# How does internet work. In nutshell



## akshar (Jun 24, 2005)

How Internet Works

Internet was started in 1960 at U.S. defense department as a network of 4 computers. Yes only 4 computers. It was called ARPAnet. In 1990 it was disbanded and a network came forward with hundreds (200+sites) of site. Today we access internet via a gateway known as ISP.

There is a network of computers in America known as internet backbone. It is administrated by NIC network information centre. This network has all the information about internet. It takes care that every computer connected to internet has a different IP address. Everybody has to hire a IP address from internet. We will see what are IP addresses latter. Now our ISPs like sancharnet, VSNL etc. are connected to this internet backbone via a special hardware. A special hardware means the hardware capable of data transfer at very high bandwidth may be 1Gbps(Giga bits not Gigabytes). These ISPs offer internet connectivity to their clients using a dial up modem at 56Kbps. When you connect to the internet you are assigned a 32 bit number called IP address. This IP address is your identity on internet. No two hosts can have same IP addresses at a given point of time. Your ISP hires a number of IP addresses from NIC and assigns to it's users as they connect to the net. If an ISP has 10,000 users it will hire only 1000 IP addresses as all 10,000 people need not be using net at the same time. That is why you can not connect yourself to net sometimes.

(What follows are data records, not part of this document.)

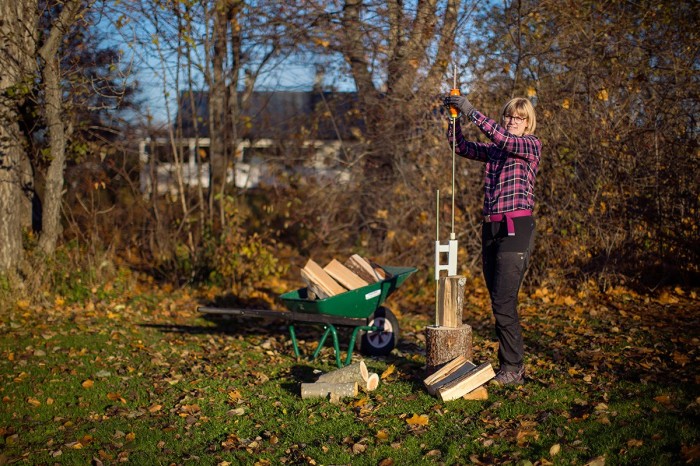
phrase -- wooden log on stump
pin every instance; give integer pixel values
(332, 390)
(450, 301)
(372, 382)
(443, 344)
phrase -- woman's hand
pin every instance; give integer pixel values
(459, 102)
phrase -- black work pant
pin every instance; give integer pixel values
(504, 260)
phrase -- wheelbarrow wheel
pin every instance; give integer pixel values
(380, 342)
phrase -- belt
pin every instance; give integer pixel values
(508, 216)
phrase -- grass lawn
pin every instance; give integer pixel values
(140, 377)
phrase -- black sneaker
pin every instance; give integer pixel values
(505, 377)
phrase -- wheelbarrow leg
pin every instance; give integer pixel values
(330, 328)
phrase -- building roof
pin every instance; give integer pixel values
(323, 115)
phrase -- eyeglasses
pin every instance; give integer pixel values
(514, 118)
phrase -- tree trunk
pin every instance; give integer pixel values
(18, 23)
(57, 128)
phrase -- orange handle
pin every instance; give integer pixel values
(454, 112)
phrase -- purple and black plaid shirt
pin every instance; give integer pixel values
(511, 164)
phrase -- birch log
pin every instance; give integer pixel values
(356, 372)
(443, 344)
(323, 390)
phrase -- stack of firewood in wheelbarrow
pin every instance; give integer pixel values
(337, 278)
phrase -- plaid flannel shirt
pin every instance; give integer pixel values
(511, 164)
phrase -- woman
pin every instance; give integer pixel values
(508, 232)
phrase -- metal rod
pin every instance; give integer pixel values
(454, 144)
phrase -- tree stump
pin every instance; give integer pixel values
(443, 344)
(450, 301)
(356, 372)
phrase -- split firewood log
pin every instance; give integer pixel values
(362, 268)
(372, 382)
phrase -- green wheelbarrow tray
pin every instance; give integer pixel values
(358, 303)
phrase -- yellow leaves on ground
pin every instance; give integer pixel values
(418, 420)
(547, 296)
(526, 432)
(234, 396)
(389, 370)
(554, 449)
(34, 402)
(155, 408)
(116, 397)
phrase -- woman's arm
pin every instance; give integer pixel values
(525, 147)
(471, 150)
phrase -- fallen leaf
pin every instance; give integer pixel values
(597, 461)
(34, 402)
(480, 393)
(358, 448)
(116, 397)
(420, 420)
(389, 370)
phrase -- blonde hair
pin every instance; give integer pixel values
(521, 107)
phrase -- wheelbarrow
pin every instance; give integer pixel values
(375, 327)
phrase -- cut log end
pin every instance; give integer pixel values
(332, 390)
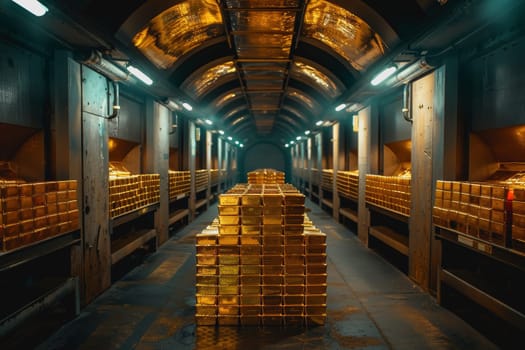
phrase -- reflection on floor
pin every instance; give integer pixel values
(370, 305)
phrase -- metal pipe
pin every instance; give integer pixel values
(116, 105)
(407, 97)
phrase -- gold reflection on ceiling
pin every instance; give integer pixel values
(318, 78)
(343, 32)
(197, 87)
(178, 30)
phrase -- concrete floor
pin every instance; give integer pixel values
(371, 305)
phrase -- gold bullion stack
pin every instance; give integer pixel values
(265, 176)
(265, 262)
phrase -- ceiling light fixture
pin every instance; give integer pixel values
(378, 79)
(340, 107)
(187, 106)
(33, 6)
(139, 75)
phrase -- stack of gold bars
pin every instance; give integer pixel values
(327, 179)
(488, 211)
(390, 192)
(179, 183)
(265, 176)
(262, 262)
(348, 184)
(130, 192)
(202, 178)
(30, 212)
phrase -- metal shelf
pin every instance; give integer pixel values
(388, 212)
(505, 255)
(132, 215)
(122, 247)
(38, 249)
(391, 238)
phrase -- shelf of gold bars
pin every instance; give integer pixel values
(492, 212)
(261, 262)
(265, 176)
(129, 192)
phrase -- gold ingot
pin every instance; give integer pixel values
(272, 249)
(228, 240)
(294, 209)
(250, 269)
(294, 219)
(253, 301)
(251, 199)
(271, 298)
(294, 249)
(316, 279)
(293, 229)
(228, 280)
(250, 249)
(249, 280)
(316, 269)
(316, 249)
(272, 229)
(228, 290)
(250, 259)
(226, 320)
(273, 270)
(229, 199)
(229, 250)
(272, 210)
(206, 290)
(250, 240)
(273, 240)
(315, 299)
(229, 220)
(290, 299)
(315, 259)
(251, 220)
(229, 229)
(250, 229)
(315, 289)
(272, 260)
(272, 280)
(295, 279)
(206, 270)
(272, 220)
(228, 310)
(272, 199)
(228, 270)
(295, 269)
(294, 239)
(206, 310)
(250, 289)
(228, 300)
(251, 211)
(228, 210)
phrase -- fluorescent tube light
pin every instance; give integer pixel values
(340, 107)
(140, 75)
(378, 79)
(33, 6)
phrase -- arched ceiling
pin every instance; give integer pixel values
(259, 68)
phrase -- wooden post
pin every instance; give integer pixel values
(192, 152)
(335, 167)
(157, 127)
(97, 240)
(421, 184)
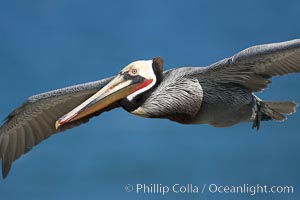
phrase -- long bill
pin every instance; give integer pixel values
(115, 90)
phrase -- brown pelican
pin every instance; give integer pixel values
(220, 94)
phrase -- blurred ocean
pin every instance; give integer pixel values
(49, 44)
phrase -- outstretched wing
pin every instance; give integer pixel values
(254, 66)
(34, 121)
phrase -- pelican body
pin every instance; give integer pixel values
(221, 95)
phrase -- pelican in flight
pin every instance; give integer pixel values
(220, 95)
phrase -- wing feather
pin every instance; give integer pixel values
(34, 121)
(253, 66)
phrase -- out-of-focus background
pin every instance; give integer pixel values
(46, 45)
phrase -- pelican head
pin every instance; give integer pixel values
(135, 79)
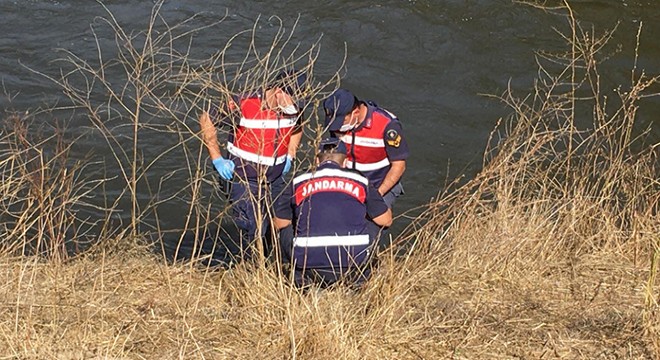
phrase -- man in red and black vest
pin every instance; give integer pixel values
(374, 138)
(330, 209)
(263, 137)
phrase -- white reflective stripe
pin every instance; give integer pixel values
(318, 241)
(363, 141)
(259, 159)
(285, 122)
(370, 166)
(331, 172)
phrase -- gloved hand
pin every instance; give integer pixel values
(225, 167)
(287, 165)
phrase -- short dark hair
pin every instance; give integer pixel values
(331, 156)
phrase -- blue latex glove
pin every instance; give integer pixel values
(225, 167)
(287, 165)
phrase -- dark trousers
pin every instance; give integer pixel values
(251, 210)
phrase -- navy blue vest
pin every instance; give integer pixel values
(331, 213)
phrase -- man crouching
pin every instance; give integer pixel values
(327, 221)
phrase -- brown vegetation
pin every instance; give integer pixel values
(551, 251)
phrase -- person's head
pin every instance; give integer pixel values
(332, 149)
(342, 111)
(288, 89)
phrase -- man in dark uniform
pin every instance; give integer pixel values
(325, 218)
(263, 137)
(374, 138)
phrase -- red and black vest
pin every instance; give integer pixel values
(261, 135)
(366, 146)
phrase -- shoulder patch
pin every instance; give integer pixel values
(231, 104)
(393, 138)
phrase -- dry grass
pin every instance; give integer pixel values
(552, 251)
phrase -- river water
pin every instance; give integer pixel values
(428, 61)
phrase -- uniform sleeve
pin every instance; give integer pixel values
(284, 204)
(375, 204)
(396, 145)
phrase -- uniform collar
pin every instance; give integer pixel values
(368, 118)
(328, 164)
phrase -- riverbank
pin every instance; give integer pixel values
(506, 287)
(550, 251)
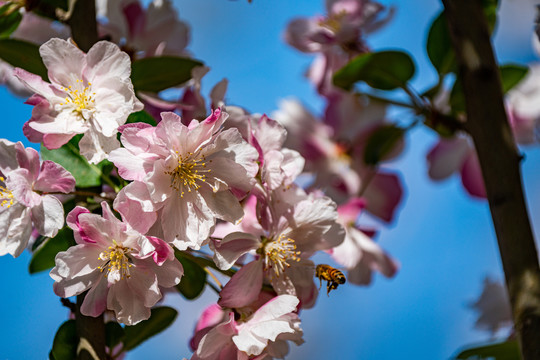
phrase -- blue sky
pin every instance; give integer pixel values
(443, 239)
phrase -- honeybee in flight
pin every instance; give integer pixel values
(333, 277)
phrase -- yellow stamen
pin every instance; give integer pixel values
(6, 196)
(116, 260)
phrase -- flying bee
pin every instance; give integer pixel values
(333, 277)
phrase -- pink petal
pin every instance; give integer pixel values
(243, 287)
(471, 176)
(229, 250)
(54, 178)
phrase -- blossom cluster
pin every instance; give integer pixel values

You access websites using their addresses which have a format. *www.msdn.com/ 
here * is called protocol, www signifies that the site belongs to world wide web that is you are viewing web pages. msdn is the real name of site where as .com is called domain name. you can not create such names on your own. You have to buy domain names from INTERNIC a part of NIC. These domain names are nothing but an alias for IP addresses. Since human beings can not remember IP addresses which have a format like 60.54.123.11 these IP addresses are given these names. But when you type web address in your browser how do you get the information from that site? How does my request reaches to the server hosting that website? First of all do you know that a website is said to be hosted by a computer called server. This computer is the one that runs a webserver software such as Apache. So we want to know how does our request reaches to msdn.com when we type that address in address bar of our browser (a software that is used to surf net. e.g. Internet Explore).

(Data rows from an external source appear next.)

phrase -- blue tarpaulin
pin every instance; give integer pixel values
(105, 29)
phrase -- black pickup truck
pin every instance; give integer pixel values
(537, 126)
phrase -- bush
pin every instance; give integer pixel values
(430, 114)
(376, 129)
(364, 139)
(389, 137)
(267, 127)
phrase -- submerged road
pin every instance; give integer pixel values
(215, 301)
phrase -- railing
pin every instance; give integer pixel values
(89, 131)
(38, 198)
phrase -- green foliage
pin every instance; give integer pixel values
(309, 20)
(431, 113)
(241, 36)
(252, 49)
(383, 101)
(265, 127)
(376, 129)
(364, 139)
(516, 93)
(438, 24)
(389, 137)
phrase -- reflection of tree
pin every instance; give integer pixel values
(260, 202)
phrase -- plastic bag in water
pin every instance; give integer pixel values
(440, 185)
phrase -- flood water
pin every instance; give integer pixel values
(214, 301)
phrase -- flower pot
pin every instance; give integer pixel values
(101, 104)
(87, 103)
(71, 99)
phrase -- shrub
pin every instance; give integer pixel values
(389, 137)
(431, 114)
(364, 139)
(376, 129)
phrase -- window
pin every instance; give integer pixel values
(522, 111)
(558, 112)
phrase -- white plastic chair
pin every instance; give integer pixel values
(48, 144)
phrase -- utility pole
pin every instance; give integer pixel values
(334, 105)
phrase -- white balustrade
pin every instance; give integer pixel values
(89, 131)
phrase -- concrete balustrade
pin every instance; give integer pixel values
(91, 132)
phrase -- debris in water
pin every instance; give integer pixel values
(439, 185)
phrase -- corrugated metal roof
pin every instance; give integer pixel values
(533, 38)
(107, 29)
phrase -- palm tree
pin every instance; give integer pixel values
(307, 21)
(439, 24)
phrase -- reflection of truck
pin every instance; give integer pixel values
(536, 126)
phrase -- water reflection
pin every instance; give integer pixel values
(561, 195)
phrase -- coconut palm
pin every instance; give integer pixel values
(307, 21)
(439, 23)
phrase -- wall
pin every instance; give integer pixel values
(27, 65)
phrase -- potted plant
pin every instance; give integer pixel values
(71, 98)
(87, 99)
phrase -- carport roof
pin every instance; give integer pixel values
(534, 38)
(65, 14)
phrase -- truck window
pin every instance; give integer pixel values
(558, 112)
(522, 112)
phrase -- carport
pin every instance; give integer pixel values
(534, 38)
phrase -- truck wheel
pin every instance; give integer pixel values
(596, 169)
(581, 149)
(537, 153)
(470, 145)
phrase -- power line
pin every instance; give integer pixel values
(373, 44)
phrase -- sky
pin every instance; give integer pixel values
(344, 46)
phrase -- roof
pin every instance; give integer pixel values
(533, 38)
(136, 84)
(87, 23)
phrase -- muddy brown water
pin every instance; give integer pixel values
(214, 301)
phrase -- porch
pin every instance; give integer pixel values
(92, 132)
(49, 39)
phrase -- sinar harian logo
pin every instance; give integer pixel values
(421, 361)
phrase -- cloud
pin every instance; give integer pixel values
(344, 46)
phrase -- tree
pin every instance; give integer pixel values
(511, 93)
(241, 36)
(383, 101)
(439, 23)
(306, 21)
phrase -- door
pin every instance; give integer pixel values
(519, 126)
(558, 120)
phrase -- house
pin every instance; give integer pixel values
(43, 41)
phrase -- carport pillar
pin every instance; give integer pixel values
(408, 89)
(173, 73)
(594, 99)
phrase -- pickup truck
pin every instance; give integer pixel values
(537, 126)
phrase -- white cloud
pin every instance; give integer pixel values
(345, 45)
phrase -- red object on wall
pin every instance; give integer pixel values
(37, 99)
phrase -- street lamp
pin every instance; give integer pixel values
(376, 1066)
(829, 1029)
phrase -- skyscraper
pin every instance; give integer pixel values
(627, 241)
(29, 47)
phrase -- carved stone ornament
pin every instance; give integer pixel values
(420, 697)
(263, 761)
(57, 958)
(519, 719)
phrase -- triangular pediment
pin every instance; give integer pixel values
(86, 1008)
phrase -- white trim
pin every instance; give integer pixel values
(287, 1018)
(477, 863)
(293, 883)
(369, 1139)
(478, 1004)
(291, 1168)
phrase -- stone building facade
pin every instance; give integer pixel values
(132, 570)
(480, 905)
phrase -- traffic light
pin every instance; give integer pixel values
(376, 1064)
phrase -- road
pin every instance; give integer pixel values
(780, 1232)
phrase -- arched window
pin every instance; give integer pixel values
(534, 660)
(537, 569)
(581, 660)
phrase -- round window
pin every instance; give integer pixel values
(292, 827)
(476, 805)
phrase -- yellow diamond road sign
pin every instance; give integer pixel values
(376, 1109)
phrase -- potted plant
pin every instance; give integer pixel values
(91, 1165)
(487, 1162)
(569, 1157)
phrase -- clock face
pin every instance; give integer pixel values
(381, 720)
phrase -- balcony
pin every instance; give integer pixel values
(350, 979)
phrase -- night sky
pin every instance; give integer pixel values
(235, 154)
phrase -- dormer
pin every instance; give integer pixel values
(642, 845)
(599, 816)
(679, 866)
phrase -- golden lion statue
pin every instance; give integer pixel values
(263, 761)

you type *www.msdn.com/ and your browser contacts your ISP server that you want to connect to that server. Your ISP checks whether it's database has the IP address of msdn.com. If it has it it will send back to the browser else it will ask the internet backbone to find it. Internet backbone surely keeps record of all domain and their IP addresses. Thus IP address travels back to your browser. Now the browser has the IP address it sends request to webserver software asking for the default webpage usually index.htm. Physical position of any server can be very easily found from the structure of IP address so it is not difficult to locate that server. To understand this you should know what is an IP address. Once our request reaches to the webserver software it replies accordingly. Thus we recieve information from that server.

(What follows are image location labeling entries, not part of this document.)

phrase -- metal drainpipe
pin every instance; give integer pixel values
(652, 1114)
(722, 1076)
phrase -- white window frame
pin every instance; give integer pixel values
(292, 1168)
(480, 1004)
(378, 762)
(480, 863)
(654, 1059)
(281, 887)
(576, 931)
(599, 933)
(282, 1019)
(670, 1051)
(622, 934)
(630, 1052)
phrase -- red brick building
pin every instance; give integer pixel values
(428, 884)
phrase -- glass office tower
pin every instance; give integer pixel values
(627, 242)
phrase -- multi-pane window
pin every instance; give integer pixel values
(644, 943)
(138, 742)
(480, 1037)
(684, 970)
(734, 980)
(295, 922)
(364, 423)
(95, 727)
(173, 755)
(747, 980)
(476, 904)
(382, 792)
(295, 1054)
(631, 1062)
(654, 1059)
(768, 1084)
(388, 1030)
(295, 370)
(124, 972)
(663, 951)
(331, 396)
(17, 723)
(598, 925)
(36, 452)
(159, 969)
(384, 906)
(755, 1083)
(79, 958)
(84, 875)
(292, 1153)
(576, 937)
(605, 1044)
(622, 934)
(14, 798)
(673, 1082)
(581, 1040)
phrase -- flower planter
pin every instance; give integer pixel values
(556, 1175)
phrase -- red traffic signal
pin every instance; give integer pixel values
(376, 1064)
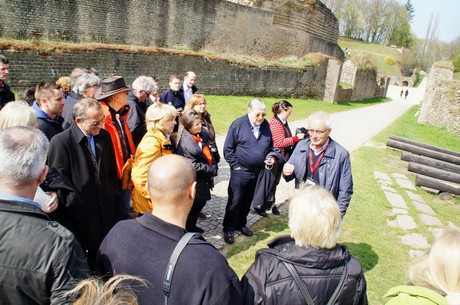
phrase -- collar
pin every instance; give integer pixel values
(317, 152)
(9, 197)
(281, 120)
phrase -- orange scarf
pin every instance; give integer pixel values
(204, 148)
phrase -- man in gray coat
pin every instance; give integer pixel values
(322, 161)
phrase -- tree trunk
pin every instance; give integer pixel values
(434, 172)
(409, 157)
(423, 151)
(431, 147)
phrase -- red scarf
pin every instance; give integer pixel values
(204, 148)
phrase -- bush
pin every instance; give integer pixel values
(390, 60)
(364, 62)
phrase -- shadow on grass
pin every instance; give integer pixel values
(364, 254)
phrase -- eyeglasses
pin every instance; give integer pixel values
(313, 131)
(97, 123)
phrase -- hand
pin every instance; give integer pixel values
(53, 203)
(288, 169)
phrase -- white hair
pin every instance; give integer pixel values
(145, 83)
(314, 217)
(23, 151)
(85, 81)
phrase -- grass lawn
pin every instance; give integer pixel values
(376, 50)
(366, 232)
(224, 109)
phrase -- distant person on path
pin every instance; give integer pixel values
(41, 260)
(433, 278)
(320, 160)
(247, 144)
(312, 251)
(143, 246)
(187, 86)
(282, 139)
(6, 95)
(49, 104)
(143, 87)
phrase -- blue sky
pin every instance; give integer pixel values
(449, 17)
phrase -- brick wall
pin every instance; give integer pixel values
(217, 25)
(441, 103)
(214, 77)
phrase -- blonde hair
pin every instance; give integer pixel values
(439, 268)
(157, 114)
(314, 218)
(17, 113)
(194, 100)
(116, 291)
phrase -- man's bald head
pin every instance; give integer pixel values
(169, 180)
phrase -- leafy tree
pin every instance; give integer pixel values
(410, 10)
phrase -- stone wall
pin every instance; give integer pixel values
(214, 76)
(285, 29)
(441, 103)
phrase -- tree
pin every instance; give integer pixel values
(410, 10)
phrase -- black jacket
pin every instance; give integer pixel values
(40, 259)
(95, 181)
(143, 246)
(189, 148)
(269, 282)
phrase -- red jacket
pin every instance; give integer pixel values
(112, 129)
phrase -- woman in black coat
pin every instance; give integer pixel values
(193, 145)
(327, 273)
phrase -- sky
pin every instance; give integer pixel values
(449, 17)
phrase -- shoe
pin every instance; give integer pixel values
(229, 237)
(246, 231)
(203, 215)
(260, 212)
(196, 229)
(275, 210)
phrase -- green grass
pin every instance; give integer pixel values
(377, 51)
(366, 233)
(224, 109)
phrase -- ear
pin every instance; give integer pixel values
(192, 190)
(43, 174)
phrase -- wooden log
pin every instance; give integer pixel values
(434, 172)
(409, 157)
(427, 146)
(423, 151)
(437, 184)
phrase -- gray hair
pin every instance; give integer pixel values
(256, 103)
(145, 83)
(85, 81)
(321, 115)
(23, 151)
(81, 108)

Let us see IP addresses in detail. It lies between
0.0.0.0 to 255.255.255.255
It is a 32 bit number divided in 4 fields separated by a dot. These fields have special meanings. Whenever a field contains 0 that means that particular host only. That is why your computer has a loopback address 127.0.0.1.
If you have not understood what it means forget  you will soon understand. If any field has -1 then it will be a broadcast IP address that is to all the hosts. To understand this concepts perfectly we should see what are the network classes.

every IP address is divided into two main parts a network part and host part. Consider you have a network in college A and another network in college B. Assuming they are class A networks one host in college A has IP address 60.50.23.50 In this case all the hosts on that network will have first field (60) in common and no other host in the world will have first field common to that of college A. That is the network in your college is uniquely identified by that number 60. Remaining fields identify the hosts on that particular network. College B must have different first field. It should be other than 60. That is the speciality of class A networks. In class B networks first two fields are for networks and remaining fields represent host numbers. Thus NIC has a clear idea where each host is situated in world.


----------



## whim_gen (Jun 24, 2005)

A nice detailed article.
Regarding the poll question
Dude wats the point in jus finding out someone's IP??
If u do something mischievous or sadistic with that IP then only will it qualify as a crime


----------



## tuxfan (Jun 25, 2005)

Just finding an IP is not a great deal. But using it for undue gains or harmful activities is surely a crime.

Even if you intrude into someone's system and leave without causing any harm, you are liable under our Information Tenchnology Act, 2000 because you could have *possibly* harmed it and also you have compromised someone'e private data.

There are some very similar touchy issues in this act. Government of India needs to have a close look at all such provisions and fine tune them.


----------



## ~Phenom~ (Jun 25, 2005)

good  info dude

by the way , there is no crime in finding someone's IP address untill u misuse it


----------



## vegeta_killer (Jun 26, 2005)

akshar i got a quetion ?
isn't that IP address got changed when ever we logon to net


> that's why we can not able to log on ,on net


bcoz if that the case once alloted address will be........... n we have a clear access, then there may be somthing which must be lying in  between ISP and IP-add. U haven't mentioned that in your tut.

i m eager 2 know. can u plz give some detail info.


----------